Lundi, à la veille de la rencontre, c’est au parc des expositions que les jeunes Polonais s’affairaient pour les derniers préparatifs. Andrzej, 25 ans, un des piliers de l’organisation, était pendu au téléphone pour coordonner les quatre équipes chargées d’accueillir les 19 000 Polonais à leur point d’arrivée.
« C’est ce qui est le plus stressant, à la veille du jour J », confirmait Frère Émile, l’un des coordinateurs de la rencontre. Pour le logement, en revanche, aucun souci. « Les familles ont répondu en masse, continue-t-il. Non seulement tous les jeunes seront logés chez l’habitant, mais certaines familles ne pourront malheureusement pas en accueillir chez elles ! »

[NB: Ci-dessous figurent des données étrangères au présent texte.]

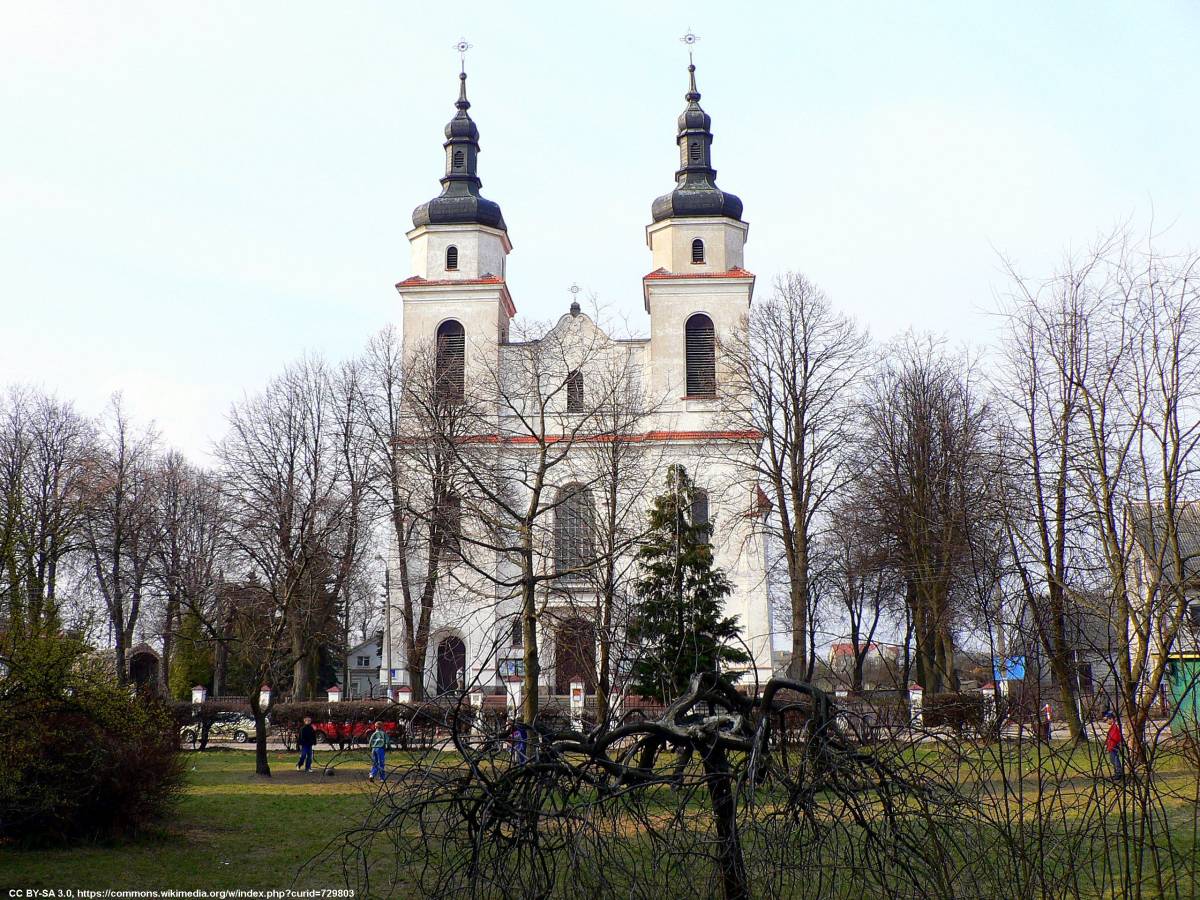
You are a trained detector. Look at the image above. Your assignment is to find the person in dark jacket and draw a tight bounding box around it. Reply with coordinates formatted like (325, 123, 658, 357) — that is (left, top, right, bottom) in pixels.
(297, 716, 317, 773)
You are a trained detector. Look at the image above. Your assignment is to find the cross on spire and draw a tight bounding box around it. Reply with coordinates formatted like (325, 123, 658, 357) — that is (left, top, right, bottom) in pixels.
(454, 37, 473, 73)
(679, 28, 700, 65)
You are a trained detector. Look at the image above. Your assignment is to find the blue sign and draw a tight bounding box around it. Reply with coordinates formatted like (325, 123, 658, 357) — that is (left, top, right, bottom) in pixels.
(993, 656, 1026, 682)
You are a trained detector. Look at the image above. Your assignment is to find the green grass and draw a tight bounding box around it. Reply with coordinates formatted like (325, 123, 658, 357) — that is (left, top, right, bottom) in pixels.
(0, 747, 406, 892)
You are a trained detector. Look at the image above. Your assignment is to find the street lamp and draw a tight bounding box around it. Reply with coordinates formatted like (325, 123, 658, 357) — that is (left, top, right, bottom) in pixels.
(376, 554, 392, 701)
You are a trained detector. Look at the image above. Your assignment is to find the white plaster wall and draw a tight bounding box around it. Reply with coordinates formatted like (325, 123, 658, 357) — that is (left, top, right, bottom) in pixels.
(407, 223, 510, 280)
(646, 216, 748, 273)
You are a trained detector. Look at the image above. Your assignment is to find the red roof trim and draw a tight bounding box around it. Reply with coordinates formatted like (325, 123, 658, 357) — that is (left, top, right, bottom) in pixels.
(643, 266, 755, 280)
(396, 274, 505, 287)
(395, 274, 516, 317)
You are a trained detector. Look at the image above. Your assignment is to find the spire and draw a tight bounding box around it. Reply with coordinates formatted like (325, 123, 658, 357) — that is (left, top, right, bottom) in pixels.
(412, 64, 506, 231)
(650, 57, 743, 223)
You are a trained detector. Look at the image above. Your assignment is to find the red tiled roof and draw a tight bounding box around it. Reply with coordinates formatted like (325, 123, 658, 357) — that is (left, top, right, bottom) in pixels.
(643, 266, 755, 280)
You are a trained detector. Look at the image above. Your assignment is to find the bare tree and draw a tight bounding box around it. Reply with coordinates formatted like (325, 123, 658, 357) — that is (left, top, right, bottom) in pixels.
(80, 395, 161, 684)
(859, 336, 993, 693)
(217, 355, 360, 773)
(721, 273, 869, 681)
(0, 387, 93, 637)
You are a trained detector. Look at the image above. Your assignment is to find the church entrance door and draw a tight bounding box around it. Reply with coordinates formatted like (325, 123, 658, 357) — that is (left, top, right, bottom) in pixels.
(554, 619, 596, 695)
(435, 636, 466, 695)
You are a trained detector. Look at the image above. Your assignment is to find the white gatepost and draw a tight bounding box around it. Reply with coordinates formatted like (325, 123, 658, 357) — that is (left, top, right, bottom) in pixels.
(569, 681, 585, 731)
(470, 691, 485, 736)
(191, 685, 207, 705)
(908, 683, 924, 730)
(258, 684, 271, 710)
(327, 685, 341, 703)
(504, 676, 523, 721)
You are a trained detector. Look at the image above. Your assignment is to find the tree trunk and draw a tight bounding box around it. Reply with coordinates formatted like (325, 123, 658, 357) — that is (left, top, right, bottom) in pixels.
(249, 695, 272, 776)
(702, 743, 748, 900)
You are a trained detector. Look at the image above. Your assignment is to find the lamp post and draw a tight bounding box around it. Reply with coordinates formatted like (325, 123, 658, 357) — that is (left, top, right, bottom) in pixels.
(376, 554, 392, 701)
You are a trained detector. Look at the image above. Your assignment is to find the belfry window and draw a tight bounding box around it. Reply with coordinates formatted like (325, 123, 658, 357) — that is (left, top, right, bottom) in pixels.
(436, 319, 465, 403)
(566, 369, 583, 412)
(685, 313, 716, 397)
(453, 149, 464, 169)
(690, 141, 701, 162)
(555, 484, 594, 576)
(446, 245, 458, 271)
(691, 238, 705, 265)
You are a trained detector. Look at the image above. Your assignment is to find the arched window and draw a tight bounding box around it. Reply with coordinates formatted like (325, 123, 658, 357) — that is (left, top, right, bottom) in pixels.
(691, 238, 705, 265)
(445, 245, 458, 271)
(566, 369, 583, 412)
(685, 313, 716, 397)
(554, 484, 594, 576)
(436, 319, 465, 403)
(453, 149, 464, 169)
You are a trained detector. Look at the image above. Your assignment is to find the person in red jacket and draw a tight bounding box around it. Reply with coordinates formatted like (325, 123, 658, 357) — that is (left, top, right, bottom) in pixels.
(1103, 710, 1124, 780)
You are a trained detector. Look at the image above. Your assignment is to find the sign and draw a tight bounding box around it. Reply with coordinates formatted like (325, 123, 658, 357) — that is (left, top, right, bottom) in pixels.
(992, 656, 1026, 682)
(191, 685, 207, 705)
(569, 681, 585, 730)
(258, 684, 271, 709)
(327, 686, 341, 703)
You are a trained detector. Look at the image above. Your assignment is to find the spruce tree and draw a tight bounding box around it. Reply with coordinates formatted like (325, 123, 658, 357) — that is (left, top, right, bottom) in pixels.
(628, 465, 750, 701)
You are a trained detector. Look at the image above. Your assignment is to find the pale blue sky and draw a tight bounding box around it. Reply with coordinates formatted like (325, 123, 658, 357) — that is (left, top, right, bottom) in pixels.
(3, 2, 1198, 460)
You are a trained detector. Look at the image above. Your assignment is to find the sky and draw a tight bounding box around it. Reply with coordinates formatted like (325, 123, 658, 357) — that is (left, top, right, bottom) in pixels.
(2, 2, 1199, 463)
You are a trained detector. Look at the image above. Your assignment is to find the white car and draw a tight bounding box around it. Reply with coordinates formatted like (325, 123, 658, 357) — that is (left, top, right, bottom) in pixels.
(180, 712, 260, 744)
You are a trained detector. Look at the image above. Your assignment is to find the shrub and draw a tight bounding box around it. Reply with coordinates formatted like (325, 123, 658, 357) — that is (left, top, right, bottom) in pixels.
(0, 633, 186, 847)
(923, 692, 986, 733)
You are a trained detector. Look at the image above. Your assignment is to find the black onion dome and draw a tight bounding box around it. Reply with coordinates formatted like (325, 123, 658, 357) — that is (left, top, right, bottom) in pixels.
(651, 63, 743, 223)
(412, 71, 506, 231)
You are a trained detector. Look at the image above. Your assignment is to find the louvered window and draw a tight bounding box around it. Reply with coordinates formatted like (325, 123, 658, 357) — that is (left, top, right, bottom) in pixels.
(446, 245, 458, 270)
(436, 320, 465, 403)
(555, 484, 594, 576)
(453, 149, 464, 169)
(566, 369, 583, 412)
(691, 238, 705, 264)
(685, 313, 716, 397)
(690, 141, 701, 162)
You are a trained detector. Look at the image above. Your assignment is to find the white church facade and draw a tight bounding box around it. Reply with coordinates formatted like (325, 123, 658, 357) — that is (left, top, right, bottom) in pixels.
(382, 61, 776, 702)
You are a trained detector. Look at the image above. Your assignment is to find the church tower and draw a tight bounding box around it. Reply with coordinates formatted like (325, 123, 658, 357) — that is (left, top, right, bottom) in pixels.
(397, 66, 515, 363)
(643, 60, 754, 408)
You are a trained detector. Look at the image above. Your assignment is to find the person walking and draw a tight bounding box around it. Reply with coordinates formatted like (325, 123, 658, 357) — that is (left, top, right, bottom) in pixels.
(1103, 710, 1125, 780)
(368, 721, 389, 782)
(296, 716, 317, 773)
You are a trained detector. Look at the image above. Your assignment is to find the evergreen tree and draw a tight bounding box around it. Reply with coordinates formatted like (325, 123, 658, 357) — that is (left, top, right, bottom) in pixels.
(168, 608, 213, 700)
(628, 466, 750, 701)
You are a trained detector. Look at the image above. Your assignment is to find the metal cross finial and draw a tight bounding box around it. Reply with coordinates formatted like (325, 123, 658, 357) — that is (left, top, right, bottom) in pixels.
(454, 38, 473, 73)
(680, 28, 700, 64)
(568, 283, 581, 296)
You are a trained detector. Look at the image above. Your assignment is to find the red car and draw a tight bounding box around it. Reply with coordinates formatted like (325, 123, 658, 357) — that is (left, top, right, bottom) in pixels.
(311, 720, 401, 746)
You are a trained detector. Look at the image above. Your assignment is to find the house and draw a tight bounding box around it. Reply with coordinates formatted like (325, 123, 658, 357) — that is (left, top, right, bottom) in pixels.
(381, 59, 777, 700)
(1127, 502, 1200, 720)
(343, 634, 384, 700)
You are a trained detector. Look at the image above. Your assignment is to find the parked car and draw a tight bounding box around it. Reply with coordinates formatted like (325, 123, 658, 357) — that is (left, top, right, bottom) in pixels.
(310, 719, 402, 747)
(180, 712, 262, 745)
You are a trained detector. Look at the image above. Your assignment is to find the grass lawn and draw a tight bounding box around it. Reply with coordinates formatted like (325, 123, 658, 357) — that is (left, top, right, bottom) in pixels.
(1, 747, 408, 893)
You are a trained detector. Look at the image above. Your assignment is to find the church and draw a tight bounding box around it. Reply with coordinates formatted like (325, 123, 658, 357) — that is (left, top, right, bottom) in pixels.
(382, 57, 776, 703)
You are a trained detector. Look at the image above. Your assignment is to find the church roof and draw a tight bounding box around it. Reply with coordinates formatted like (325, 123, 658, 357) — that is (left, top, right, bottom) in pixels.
(412, 69, 507, 231)
(651, 62, 744, 223)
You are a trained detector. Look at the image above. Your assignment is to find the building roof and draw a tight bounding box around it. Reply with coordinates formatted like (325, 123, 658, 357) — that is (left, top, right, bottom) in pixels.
(411, 69, 507, 231)
(651, 63, 743, 223)
(1128, 502, 1200, 584)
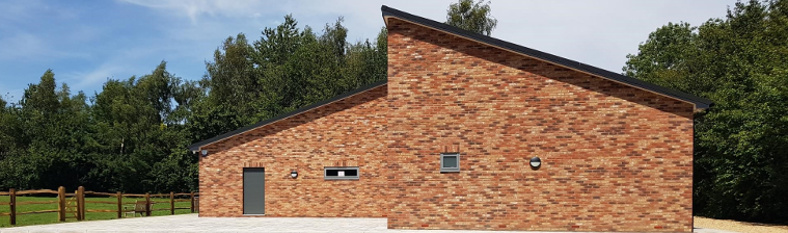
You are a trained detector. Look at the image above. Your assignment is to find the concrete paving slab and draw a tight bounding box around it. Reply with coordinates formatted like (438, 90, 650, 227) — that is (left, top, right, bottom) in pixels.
(0, 214, 741, 233)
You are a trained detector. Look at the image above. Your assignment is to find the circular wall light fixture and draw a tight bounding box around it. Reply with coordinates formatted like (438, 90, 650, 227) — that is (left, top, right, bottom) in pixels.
(200, 150, 208, 156)
(530, 157, 542, 169)
(290, 170, 298, 179)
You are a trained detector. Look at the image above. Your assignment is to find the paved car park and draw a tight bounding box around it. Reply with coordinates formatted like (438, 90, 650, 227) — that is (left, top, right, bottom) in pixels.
(0, 214, 740, 233)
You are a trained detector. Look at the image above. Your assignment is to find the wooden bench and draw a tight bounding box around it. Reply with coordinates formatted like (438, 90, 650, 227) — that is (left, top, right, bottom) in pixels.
(123, 200, 147, 217)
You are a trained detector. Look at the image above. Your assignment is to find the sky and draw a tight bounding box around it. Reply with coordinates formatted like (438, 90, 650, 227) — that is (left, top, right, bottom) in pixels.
(0, 0, 739, 104)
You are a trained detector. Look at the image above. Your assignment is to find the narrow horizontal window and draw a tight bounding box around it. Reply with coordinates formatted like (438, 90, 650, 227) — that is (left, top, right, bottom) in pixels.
(324, 167, 359, 180)
(441, 153, 460, 172)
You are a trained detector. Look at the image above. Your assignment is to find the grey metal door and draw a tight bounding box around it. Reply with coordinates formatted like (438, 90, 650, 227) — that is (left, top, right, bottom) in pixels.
(243, 168, 265, 214)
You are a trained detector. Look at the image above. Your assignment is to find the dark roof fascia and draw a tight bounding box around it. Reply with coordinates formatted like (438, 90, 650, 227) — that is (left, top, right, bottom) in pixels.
(188, 80, 388, 152)
(381, 5, 712, 109)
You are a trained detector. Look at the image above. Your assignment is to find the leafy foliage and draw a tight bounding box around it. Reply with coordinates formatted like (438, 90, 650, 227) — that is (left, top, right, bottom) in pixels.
(193, 16, 387, 142)
(0, 63, 200, 193)
(0, 15, 386, 194)
(624, 0, 788, 223)
(445, 0, 498, 36)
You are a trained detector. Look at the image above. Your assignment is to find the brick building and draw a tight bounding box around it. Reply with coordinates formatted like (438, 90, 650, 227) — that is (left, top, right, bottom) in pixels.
(189, 6, 711, 232)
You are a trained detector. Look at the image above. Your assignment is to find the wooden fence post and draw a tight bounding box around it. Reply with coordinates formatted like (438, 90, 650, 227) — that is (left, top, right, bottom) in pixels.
(145, 193, 151, 216)
(58, 186, 66, 222)
(74, 188, 80, 221)
(190, 192, 195, 213)
(9, 188, 16, 225)
(116, 191, 122, 219)
(169, 192, 175, 215)
(77, 186, 85, 221)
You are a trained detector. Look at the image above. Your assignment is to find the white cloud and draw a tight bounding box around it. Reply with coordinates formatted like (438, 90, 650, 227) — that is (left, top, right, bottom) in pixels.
(0, 0, 42, 26)
(0, 32, 91, 62)
(119, 0, 272, 23)
(60, 47, 163, 93)
(62, 64, 125, 91)
(0, 33, 47, 61)
(0, 0, 79, 28)
(118, 0, 737, 72)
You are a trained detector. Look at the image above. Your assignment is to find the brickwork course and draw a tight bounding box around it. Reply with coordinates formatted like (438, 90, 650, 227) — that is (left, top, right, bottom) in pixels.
(191, 5, 711, 233)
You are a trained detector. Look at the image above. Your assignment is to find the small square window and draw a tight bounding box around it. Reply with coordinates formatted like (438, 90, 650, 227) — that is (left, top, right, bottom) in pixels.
(441, 153, 460, 172)
(324, 167, 359, 180)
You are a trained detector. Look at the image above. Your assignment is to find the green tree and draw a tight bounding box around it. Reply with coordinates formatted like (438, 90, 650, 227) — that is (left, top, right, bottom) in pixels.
(0, 97, 13, 158)
(624, 0, 788, 223)
(88, 62, 198, 192)
(195, 15, 388, 146)
(446, 0, 498, 36)
(191, 33, 260, 143)
(0, 71, 93, 190)
(0, 12, 388, 195)
(343, 27, 388, 89)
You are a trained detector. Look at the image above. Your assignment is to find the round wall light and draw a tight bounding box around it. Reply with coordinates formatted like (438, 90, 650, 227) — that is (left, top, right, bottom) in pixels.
(200, 150, 208, 156)
(290, 170, 298, 179)
(530, 157, 542, 169)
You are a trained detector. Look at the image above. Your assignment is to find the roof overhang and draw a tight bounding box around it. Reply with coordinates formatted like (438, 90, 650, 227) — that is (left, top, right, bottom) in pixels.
(381, 5, 712, 111)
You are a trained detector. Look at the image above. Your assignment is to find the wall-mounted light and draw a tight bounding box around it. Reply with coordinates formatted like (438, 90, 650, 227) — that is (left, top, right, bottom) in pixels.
(290, 170, 298, 179)
(200, 150, 208, 156)
(530, 157, 542, 169)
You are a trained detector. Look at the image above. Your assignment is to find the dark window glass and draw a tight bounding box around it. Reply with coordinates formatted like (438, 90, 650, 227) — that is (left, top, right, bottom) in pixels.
(344, 169, 358, 177)
(326, 169, 338, 176)
(443, 156, 458, 168)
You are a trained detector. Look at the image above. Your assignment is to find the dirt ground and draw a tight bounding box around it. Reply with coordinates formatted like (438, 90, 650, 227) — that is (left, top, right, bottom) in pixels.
(695, 216, 788, 233)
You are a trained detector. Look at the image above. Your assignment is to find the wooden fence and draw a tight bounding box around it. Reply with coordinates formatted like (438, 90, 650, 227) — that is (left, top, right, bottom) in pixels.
(0, 186, 198, 226)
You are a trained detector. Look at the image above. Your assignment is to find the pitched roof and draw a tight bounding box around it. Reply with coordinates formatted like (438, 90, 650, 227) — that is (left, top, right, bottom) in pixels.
(188, 80, 387, 152)
(381, 5, 712, 109)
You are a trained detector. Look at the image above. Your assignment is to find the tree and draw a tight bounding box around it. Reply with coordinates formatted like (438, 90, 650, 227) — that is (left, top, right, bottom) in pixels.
(191, 33, 260, 143)
(0, 71, 93, 190)
(88, 62, 198, 192)
(624, 0, 788, 223)
(195, 15, 388, 146)
(0, 12, 388, 195)
(446, 0, 498, 36)
(0, 96, 12, 156)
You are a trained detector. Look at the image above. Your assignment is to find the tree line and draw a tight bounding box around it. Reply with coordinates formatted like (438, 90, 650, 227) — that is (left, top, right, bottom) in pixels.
(624, 0, 788, 223)
(0, 16, 386, 194)
(1, 0, 786, 223)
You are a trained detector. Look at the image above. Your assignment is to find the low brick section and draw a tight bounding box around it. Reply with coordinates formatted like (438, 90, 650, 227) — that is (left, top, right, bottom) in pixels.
(384, 18, 693, 232)
(199, 86, 388, 217)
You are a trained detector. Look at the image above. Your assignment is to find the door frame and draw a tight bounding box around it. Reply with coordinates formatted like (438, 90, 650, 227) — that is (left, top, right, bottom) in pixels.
(242, 167, 265, 215)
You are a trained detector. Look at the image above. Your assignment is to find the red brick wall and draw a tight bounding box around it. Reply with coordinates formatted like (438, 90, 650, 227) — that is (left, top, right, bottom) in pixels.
(385, 18, 694, 232)
(199, 85, 388, 217)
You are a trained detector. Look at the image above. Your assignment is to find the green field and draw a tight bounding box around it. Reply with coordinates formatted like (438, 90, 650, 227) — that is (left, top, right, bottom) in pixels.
(0, 195, 195, 227)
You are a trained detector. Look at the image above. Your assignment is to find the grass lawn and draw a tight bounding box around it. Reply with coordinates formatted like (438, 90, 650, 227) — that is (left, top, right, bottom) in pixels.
(0, 195, 195, 227)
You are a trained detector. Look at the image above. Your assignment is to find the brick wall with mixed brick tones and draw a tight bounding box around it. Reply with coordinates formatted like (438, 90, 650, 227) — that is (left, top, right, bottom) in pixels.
(199, 85, 388, 217)
(384, 18, 694, 232)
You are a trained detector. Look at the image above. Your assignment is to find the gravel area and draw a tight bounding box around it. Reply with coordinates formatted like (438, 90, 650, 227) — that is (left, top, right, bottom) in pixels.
(1, 213, 779, 233)
(695, 216, 788, 233)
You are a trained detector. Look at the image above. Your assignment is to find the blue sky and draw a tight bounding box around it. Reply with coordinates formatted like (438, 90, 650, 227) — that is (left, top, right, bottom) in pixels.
(0, 0, 738, 104)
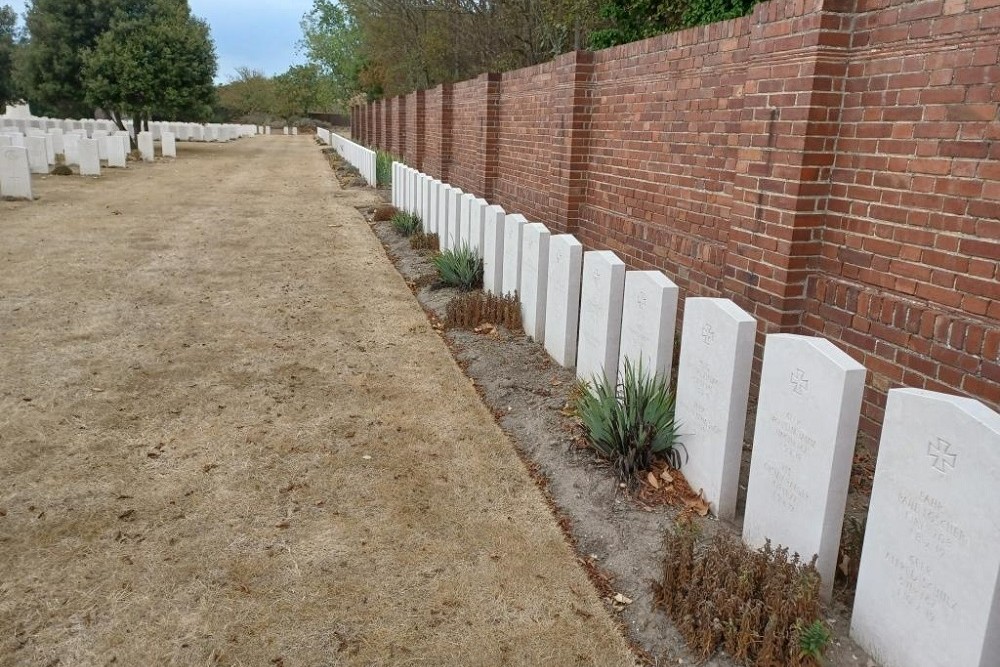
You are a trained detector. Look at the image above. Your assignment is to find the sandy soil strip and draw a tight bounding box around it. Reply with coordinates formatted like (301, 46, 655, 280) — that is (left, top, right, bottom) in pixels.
(0, 137, 636, 666)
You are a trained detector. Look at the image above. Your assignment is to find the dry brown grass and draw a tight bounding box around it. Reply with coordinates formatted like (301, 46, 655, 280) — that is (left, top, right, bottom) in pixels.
(0, 137, 635, 667)
(654, 527, 824, 666)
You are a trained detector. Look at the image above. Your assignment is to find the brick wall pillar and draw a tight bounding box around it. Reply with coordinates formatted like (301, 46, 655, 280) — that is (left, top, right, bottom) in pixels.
(725, 0, 853, 335)
(547, 50, 594, 235)
(408, 90, 425, 169)
(438, 83, 454, 181)
(394, 95, 407, 159)
(384, 99, 394, 152)
(365, 104, 374, 145)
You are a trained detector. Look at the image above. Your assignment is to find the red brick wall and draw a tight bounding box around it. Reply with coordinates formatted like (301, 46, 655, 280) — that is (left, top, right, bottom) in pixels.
(404, 91, 425, 169)
(581, 18, 752, 297)
(422, 84, 453, 181)
(493, 61, 559, 226)
(803, 0, 1000, 436)
(449, 74, 500, 199)
(360, 0, 1000, 437)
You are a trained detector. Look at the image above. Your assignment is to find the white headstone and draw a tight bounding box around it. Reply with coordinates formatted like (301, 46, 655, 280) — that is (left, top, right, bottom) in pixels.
(446, 187, 463, 251)
(0, 146, 33, 199)
(458, 193, 476, 250)
(138, 131, 154, 162)
(544, 235, 584, 368)
(851, 389, 1000, 667)
(161, 131, 176, 158)
(92, 129, 109, 160)
(520, 223, 550, 341)
(482, 205, 506, 295)
(292, 127, 298, 136)
(437, 183, 450, 240)
(618, 271, 679, 382)
(104, 135, 127, 168)
(78, 138, 101, 176)
(25, 135, 48, 174)
(742, 334, 865, 600)
(63, 133, 80, 166)
(420, 176, 431, 232)
(675, 298, 756, 520)
(48, 130, 64, 159)
(427, 178, 444, 237)
(501, 214, 526, 297)
(468, 198, 488, 256)
(576, 251, 626, 384)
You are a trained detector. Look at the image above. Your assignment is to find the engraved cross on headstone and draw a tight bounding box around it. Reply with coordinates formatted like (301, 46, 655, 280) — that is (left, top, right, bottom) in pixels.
(701, 323, 715, 345)
(790, 368, 809, 395)
(928, 437, 957, 474)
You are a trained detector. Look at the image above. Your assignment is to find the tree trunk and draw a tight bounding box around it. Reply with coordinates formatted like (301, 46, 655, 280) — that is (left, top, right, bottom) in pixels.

C’est que cette rencontre, la ville l’a souhaitée : dès 2003, l’archevêque de Poznan, Mgr Stanislaw Gadecki, avait formulé une invitation spéciale aux frères de Taizé. Ainsi, dès la fin du rendez-vous de Bruxelles l’an dernier, quand le choix de Poznan a été annoncé, les volontaires de la première heure comme Andrzej se sont attelés à un travail de fond. Le jeune homme a sillonné le pays pour « mobiliser les troupes », explique-t-il en souriant.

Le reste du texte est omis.